More serious relaxing on the boat as we moored for the night. I was reading ‘The Beak of the Finch’, about Darwin, the Galapagos finches that inspired his evolution theories, and the researches who continue to study the finches in the Galapagos today. Perfect reading matter!

Started the morning with a landing at Punta Cormoran, a beach loomed over by a prehistoric-looking domed hill. Boobies wheeled in the sky off the beach, taking turns to plummet like spears into the water for fish. Just inland we came upon a shallow lake and near the shore, four bright pink flamingos balanced like ricketty puppets made from feather dusters. As I squatted on the muddy shoreline one walked towards me, and for ten minutes we eyed each other at close range. I turned around and saw the rest of the group standing further off, even the guide surprised by this rare closeness. Eventually, my legs aching, I slowly rose and walked away. Almost in unison the flamingo stepped back into the lake, like we were two old friends who had come to the end of a quiet chat.

We walked to a gorgeous beach, then back to the boat. With snorkel gear we motored to Devil’s Crown, an outcropping of rock, an old submerged crater, sitting in clear water, light aqua in the centre shallows, dark around. Flippers protecting my feet this time, it was an amazing snorkel – I came close to two white tipped coral reef sharks under a rock, then saw another, about two metres long, swim close by. Beautiful schools of fish, starfish, a manta ray.

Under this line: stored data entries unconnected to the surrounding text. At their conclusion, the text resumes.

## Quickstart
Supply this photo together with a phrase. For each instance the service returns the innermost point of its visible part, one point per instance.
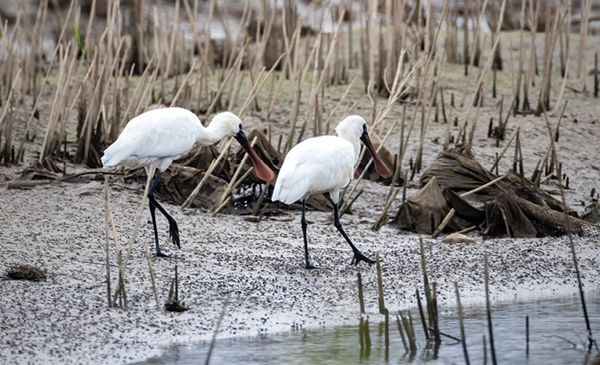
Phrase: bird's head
(228, 124)
(354, 126)
(351, 127)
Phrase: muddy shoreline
(257, 267)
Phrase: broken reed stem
(570, 235)
(421, 314)
(106, 226)
(463, 338)
(410, 333)
(526, 335)
(488, 308)
(260, 199)
(382, 308)
(505, 148)
(490, 58)
(137, 222)
(562, 88)
(234, 179)
(213, 165)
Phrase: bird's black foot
(358, 257)
(309, 266)
(174, 232)
(161, 254)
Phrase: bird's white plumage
(162, 135)
(320, 164)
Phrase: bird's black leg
(304, 224)
(358, 256)
(173, 230)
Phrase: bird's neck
(352, 139)
(211, 134)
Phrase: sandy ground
(258, 266)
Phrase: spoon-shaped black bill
(262, 171)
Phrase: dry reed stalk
(110, 216)
(581, 60)
(49, 69)
(447, 133)
(107, 230)
(571, 243)
(55, 130)
(490, 58)
(422, 315)
(337, 105)
(298, 93)
(381, 301)
(544, 97)
(258, 86)
(228, 74)
(452, 211)
(142, 90)
(383, 217)
(407, 324)
(213, 164)
(463, 338)
(361, 298)
(234, 179)
(488, 308)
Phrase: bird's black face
(365, 133)
(262, 171)
(241, 136)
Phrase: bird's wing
(145, 140)
(314, 166)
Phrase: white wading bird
(325, 164)
(159, 136)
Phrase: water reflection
(556, 336)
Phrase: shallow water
(556, 335)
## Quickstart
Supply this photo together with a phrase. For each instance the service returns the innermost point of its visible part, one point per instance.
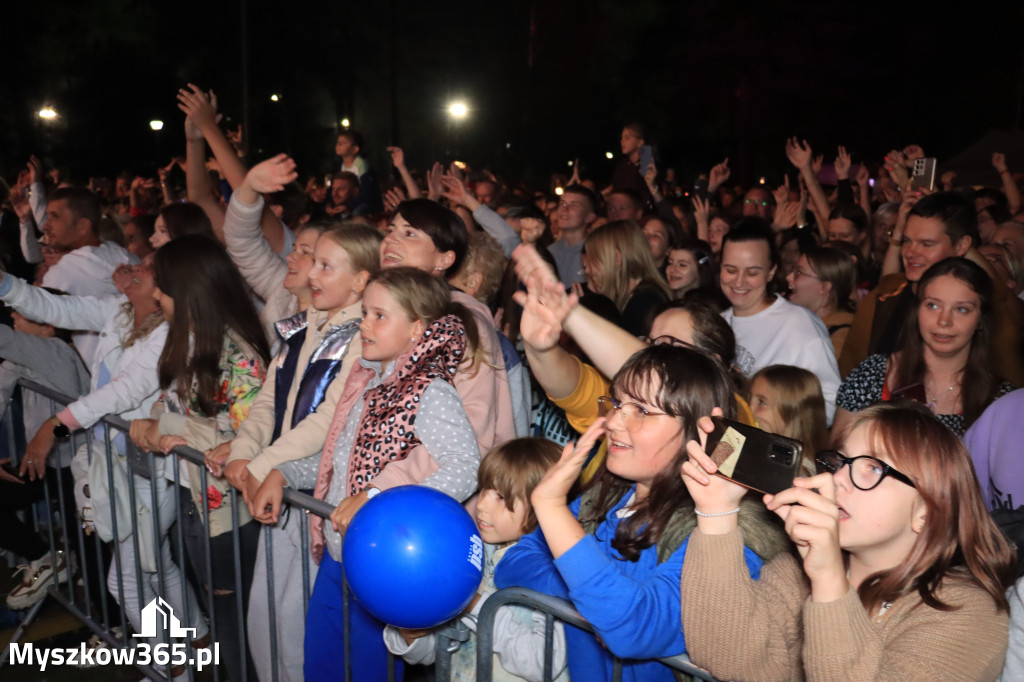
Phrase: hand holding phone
(752, 458)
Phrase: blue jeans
(325, 653)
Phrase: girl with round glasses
(901, 571)
(616, 551)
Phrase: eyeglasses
(865, 471)
(632, 414)
(667, 340)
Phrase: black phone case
(755, 459)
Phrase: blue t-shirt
(633, 605)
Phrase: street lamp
(458, 110)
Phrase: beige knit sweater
(768, 629)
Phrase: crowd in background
(451, 328)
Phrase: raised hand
(843, 164)
(712, 494)
(781, 193)
(528, 263)
(896, 165)
(817, 163)
(235, 137)
(216, 457)
(911, 153)
(701, 208)
(200, 107)
(863, 176)
(786, 214)
(397, 157)
(530, 229)
(271, 175)
(544, 310)
(649, 176)
(576, 173)
(798, 153)
(454, 189)
(719, 174)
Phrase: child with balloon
(507, 478)
(398, 421)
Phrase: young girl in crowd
(428, 237)
(617, 262)
(823, 282)
(904, 572)
(414, 339)
(944, 359)
(211, 370)
(787, 400)
(176, 220)
(617, 551)
(507, 478)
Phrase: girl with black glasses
(901, 572)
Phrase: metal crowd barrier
(94, 611)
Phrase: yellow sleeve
(581, 405)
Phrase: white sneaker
(36, 580)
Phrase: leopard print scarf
(386, 430)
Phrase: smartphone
(11, 469)
(755, 459)
(646, 159)
(913, 392)
(923, 176)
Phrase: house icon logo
(159, 611)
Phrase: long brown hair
(653, 376)
(210, 299)
(960, 541)
(979, 383)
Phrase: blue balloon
(413, 557)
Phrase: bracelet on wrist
(700, 513)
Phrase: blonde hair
(622, 253)
(483, 255)
(361, 243)
(427, 298)
(801, 405)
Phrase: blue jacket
(633, 605)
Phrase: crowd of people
(551, 357)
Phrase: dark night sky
(550, 80)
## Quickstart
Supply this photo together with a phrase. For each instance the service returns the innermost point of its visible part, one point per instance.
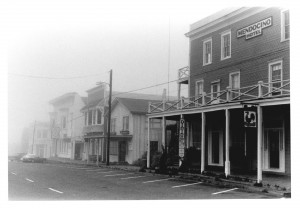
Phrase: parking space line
(55, 190)
(106, 172)
(157, 180)
(190, 184)
(118, 174)
(224, 191)
(29, 180)
(133, 177)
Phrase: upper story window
(275, 77)
(199, 88)
(225, 45)
(126, 123)
(113, 125)
(215, 89)
(64, 122)
(207, 52)
(99, 116)
(285, 25)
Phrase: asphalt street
(45, 181)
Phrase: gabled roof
(139, 106)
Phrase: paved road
(35, 181)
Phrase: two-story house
(128, 139)
(39, 139)
(66, 124)
(238, 110)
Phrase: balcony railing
(258, 91)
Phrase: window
(199, 91)
(285, 25)
(86, 118)
(225, 45)
(207, 52)
(64, 122)
(126, 123)
(113, 148)
(45, 133)
(234, 83)
(90, 115)
(39, 134)
(113, 125)
(215, 89)
(275, 77)
(99, 116)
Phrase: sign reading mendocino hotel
(255, 29)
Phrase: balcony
(93, 128)
(260, 91)
(183, 75)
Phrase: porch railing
(259, 91)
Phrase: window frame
(123, 125)
(283, 32)
(209, 40)
(270, 73)
(225, 33)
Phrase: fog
(68, 48)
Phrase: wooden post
(163, 131)
(148, 147)
(227, 159)
(202, 142)
(259, 144)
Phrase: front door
(215, 148)
(274, 150)
(122, 151)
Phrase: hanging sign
(255, 29)
(181, 138)
(249, 116)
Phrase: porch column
(97, 151)
(148, 147)
(227, 159)
(202, 142)
(88, 151)
(259, 144)
(163, 139)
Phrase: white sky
(80, 38)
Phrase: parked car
(33, 158)
(16, 157)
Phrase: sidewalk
(274, 184)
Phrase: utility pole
(109, 118)
(33, 137)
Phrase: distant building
(238, 110)
(39, 139)
(66, 123)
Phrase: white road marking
(118, 174)
(224, 191)
(106, 172)
(55, 190)
(134, 177)
(29, 180)
(190, 184)
(156, 180)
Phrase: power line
(46, 77)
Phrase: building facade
(66, 124)
(128, 141)
(39, 139)
(238, 110)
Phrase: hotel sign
(255, 29)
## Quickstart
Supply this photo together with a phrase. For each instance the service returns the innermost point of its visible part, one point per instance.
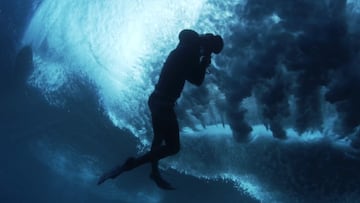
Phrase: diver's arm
(196, 71)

Something I’ve never been good at – ‘popping’ my ears to equalise pressure and dive a lot deeper – I finally got the hang of, and felt a whole new freedom in swimming down deeper to explore.

A couple of guys and I swam through a short underwater tunnel in the rock that lead to the middle of the outcropping. On the way back, fighting the current, two of us collided by mistake, and when I turned around to check him out, I floated quickly to the top of the tunnel and scraped my head and the small of my back on the barnacles. Another head wound! By the way, that whack from Nazca has become a scar … well, eventually it will fade!

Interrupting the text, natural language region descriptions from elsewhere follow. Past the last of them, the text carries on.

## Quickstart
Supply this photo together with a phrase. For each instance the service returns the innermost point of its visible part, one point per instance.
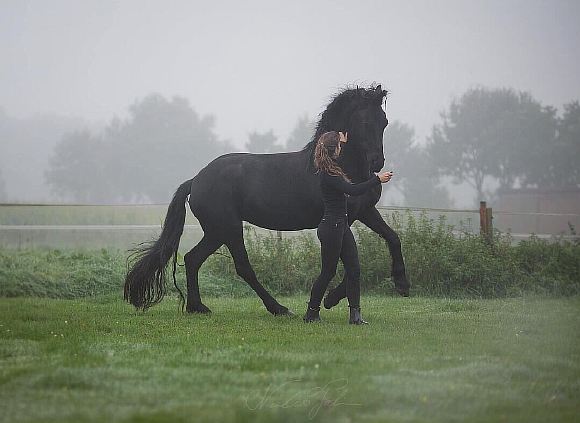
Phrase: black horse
(273, 191)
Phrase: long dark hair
(324, 154)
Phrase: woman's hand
(385, 176)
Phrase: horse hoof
(280, 310)
(403, 292)
(199, 309)
(330, 301)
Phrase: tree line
(485, 135)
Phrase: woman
(336, 238)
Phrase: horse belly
(282, 212)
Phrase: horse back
(274, 191)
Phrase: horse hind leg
(336, 294)
(193, 261)
(246, 272)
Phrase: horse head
(359, 112)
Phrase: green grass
(420, 359)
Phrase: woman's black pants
(337, 241)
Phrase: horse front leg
(246, 272)
(373, 219)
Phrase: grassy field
(420, 359)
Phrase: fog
(260, 65)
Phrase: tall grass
(440, 262)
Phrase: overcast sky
(257, 65)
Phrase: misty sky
(257, 65)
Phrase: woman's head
(327, 150)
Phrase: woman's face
(343, 138)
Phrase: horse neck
(356, 166)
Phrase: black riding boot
(312, 314)
(355, 316)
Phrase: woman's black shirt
(335, 190)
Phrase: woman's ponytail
(324, 154)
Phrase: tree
(144, 158)
(554, 163)
(301, 134)
(76, 170)
(414, 178)
(488, 134)
(264, 142)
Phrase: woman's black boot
(312, 314)
(355, 316)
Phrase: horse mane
(349, 99)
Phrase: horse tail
(145, 281)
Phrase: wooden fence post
(486, 221)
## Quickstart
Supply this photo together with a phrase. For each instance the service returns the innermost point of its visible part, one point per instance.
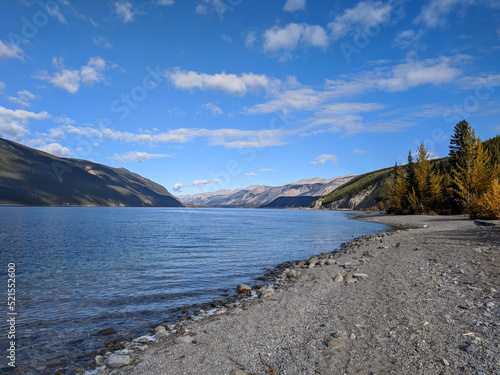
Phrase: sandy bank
(424, 300)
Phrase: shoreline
(282, 284)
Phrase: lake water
(81, 270)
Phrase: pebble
(185, 340)
(118, 360)
(360, 276)
(350, 279)
(292, 273)
(98, 360)
(243, 289)
(160, 330)
(339, 278)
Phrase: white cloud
(231, 84)
(358, 151)
(205, 7)
(23, 98)
(56, 149)
(14, 123)
(136, 156)
(364, 15)
(250, 39)
(64, 120)
(293, 5)
(10, 51)
(408, 39)
(228, 138)
(123, 10)
(216, 110)
(93, 71)
(435, 12)
(226, 38)
(291, 36)
(197, 183)
(322, 159)
(101, 41)
(70, 79)
(201, 183)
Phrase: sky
(205, 95)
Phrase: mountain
(359, 193)
(297, 194)
(35, 178)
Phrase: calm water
(80, 270)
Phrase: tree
(473, 174)
(461, 141)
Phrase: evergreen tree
(461, 141)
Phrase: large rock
(244, 289)
(118, 360)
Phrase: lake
(80, 270)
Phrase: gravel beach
(423, 300)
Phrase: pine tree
(461, 141)
(422, 171)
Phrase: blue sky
(212, 94)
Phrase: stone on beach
(244, 289)
(360, 276)
(339, 278)
(118, 360)
(160, 330)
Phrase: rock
(338, 341)
(235, 311)
(292, 273)
(360, 276)
(244, 289)
(339, 278)
(313, 260)
(117, 361)
(471, 348)
(98, 360)
(349, 265)
(185, 340)
(160, 330)
(269, 292)
(350, 279)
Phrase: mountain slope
(261, 195)
(35, 178)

Bleeding from various parts of my body I climbed back into the launch …

On shore at Post Office Bay, where a barrel stores mail to be picked up and delivered by anyone happening to be going the right way, a system started in 1793. Nearby, Pirate Cave took me back to days of reading the Secret Seven and the Famous Five – a deep, dark cave we navigated with torches, that led to a high partly flooded passageway, where we waded through the cold water.

Back at the beach we watched as another tour boat, the Lolita, was forced to beach itself after holing its hull. The other tour group ended up hitching a ride on our boat, while the Ecuadorian seamen (described hilariously and aptly by an English guy in his accent as ‘ham-fisted fools’) swarmed shouting over the boat rescuing wet luggage, patching the hole and trying to stop the boat keeling over. Tied together by a rope the two boats began heading north to Puerto Ayora at a snail’s pace. The other group salvaged their wet gear and told us stories of cockroach-infested cabins and incompetent crew. Feeling good about having paid a few extra bucks for our luxury, we hung around the front of the boat with a few rum and cokes, talked and looked at the stars overhead.

Morning found us at Puerto Ayora, the main settlement on the islands, on Santa Cruz. As groups went on a Thursday and Sunday rotation, some of our group left, including our increasingly distracted guide, and were replaced by a new English guide, who was excellent, and four of his friends whom he’d finally convinced to holiday with him in the Galapagos. I moved to a much better deck cabin. Our friends from the Lolita were gone to try and salvage their trip and argue with the tour operator.

After breakfast we motored to shore to visit the Charles Darwin Research Centre, and saw baby and adult giant land turtles, including Lonesome George. George is the sad last survivor of one of the eleven species of land turtle on the islands. When he’s gone, that’s it for that species.

In town, a very prosperous-looking place with a Caribbean feel, we bought beers and munchies. In the afternoon, after lunch on the boat, we got a bus with a temporary guide, to see a bit of the Santa Cruz highlands – an ancient huge sinkhole, a lava tunnel where lava used to flow just under the surface, and a farm where giant turtles ‘roamed free’, though the fact that a local charged $2 and they headed straight for the (annoyed and hissing) turtles, made us suspicious of that. In general the highlands were lush and green, and it was weird to see ‘normal’ animals like horses and cows in the cultivated areas.

Back in town for a beer, then back to the boat to meet our new guide and travel companions (already the rest of us feel like ‘the old group’). Our guide was with his wife and child, and while he was working he obviously really pleased to have his friends with him. He really brought the rest of the trip alive by describing the geography and wildlife in detail, and by being really enthusiastic. The last guide was soon forgotten!

After dinner we took the opportunity of being in port to go ashore and get together with the some of the people who had left. The night was hot and humid, and we relaxed at a groovy bar with no walls and a dirt floor, to have a few beers and play table soccer and pool with some locals. By now used to the swaying of the sea, it was a strange feeling of coming home to get off ‘still moving’ dry land and back to our boat.